The biggest advantage with buying at an auction is that an artwork that is rare or rates high on a collector’s wish list is likely to come up only at such events. And, therefore when a collector or an investor picks up such an artwork, prices are only going to appreciate in the future. This is not to say that auctions are only for the seasoned collector or investor. New buyers looking to add value to their investment portfolio may also consider picking up a few good pieces at an auction. When buying at an auction the credentials and the reputation of the auction house is a very important factor that needs to be considered.
Here are a few pointers for prospective buyers looking to bid at an auction:
Prospective buyers need to register themselves, either at an official website for an online auction or with the auction house at a physical auction prior to the event. Usually there is a detailed form that needs to be filled up.
The catalogue listing all details pertinent to the artworks (lots) and other sale details are available through the auction house.
One must carefully go through the catalogue and check the information regarding the artists, size, medium, provenance and the estimated prices.

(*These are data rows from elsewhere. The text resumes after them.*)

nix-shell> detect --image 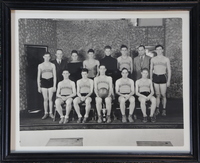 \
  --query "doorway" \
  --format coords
[24,45,48,111]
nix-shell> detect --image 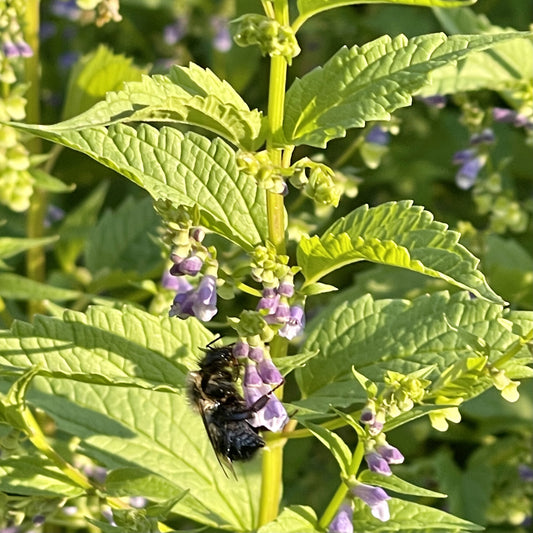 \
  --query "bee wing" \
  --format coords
[196,402,237,481]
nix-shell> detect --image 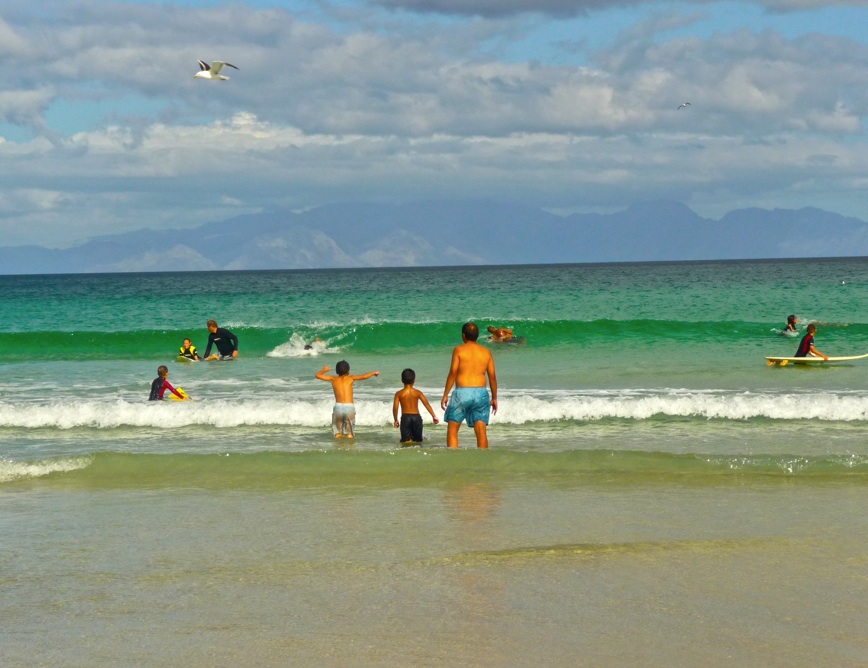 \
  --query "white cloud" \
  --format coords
[0,0,868,244]
[370,0,868,17]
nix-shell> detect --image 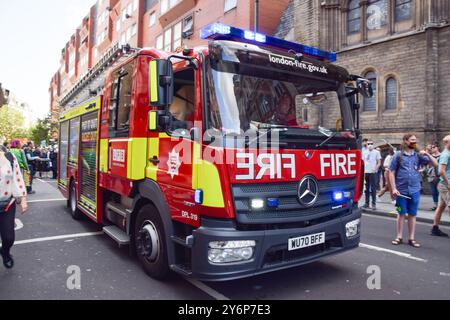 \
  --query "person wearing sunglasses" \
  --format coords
[431,136,450,237]
[362,140,381,210]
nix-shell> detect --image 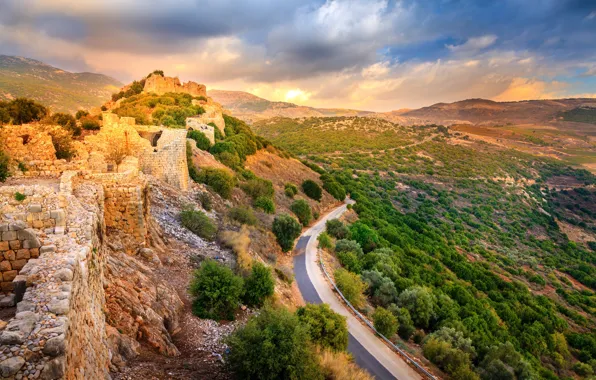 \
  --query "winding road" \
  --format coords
[294,204,422,380]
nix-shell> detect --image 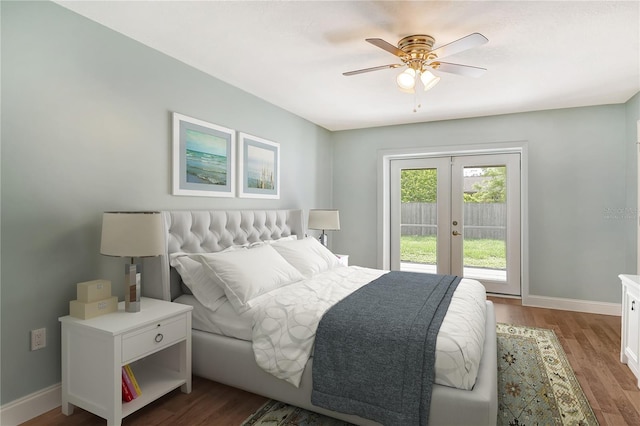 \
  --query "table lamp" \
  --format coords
[308,209,340,247]
[100,212,165,312]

Once you have short-listed the artworks you are interested in, you should validate them at the viewing, which is organized before the actual auction date. Generally the viewing is organised at one or more venues (it could even be different cities) and offers an opportunity for the prospective buyer to get a feel for the artwork (check its condition, etc).
Go though the fine print regarding service charges, taxes, commissions and other charges, if any.
Find out about the bidding procedure – it can be usually done in person, through a representative or over the phone, and on the Internet, in case of an online auction.
It is always advisable that you consider your budget and define your upper limit before you actually start bidding.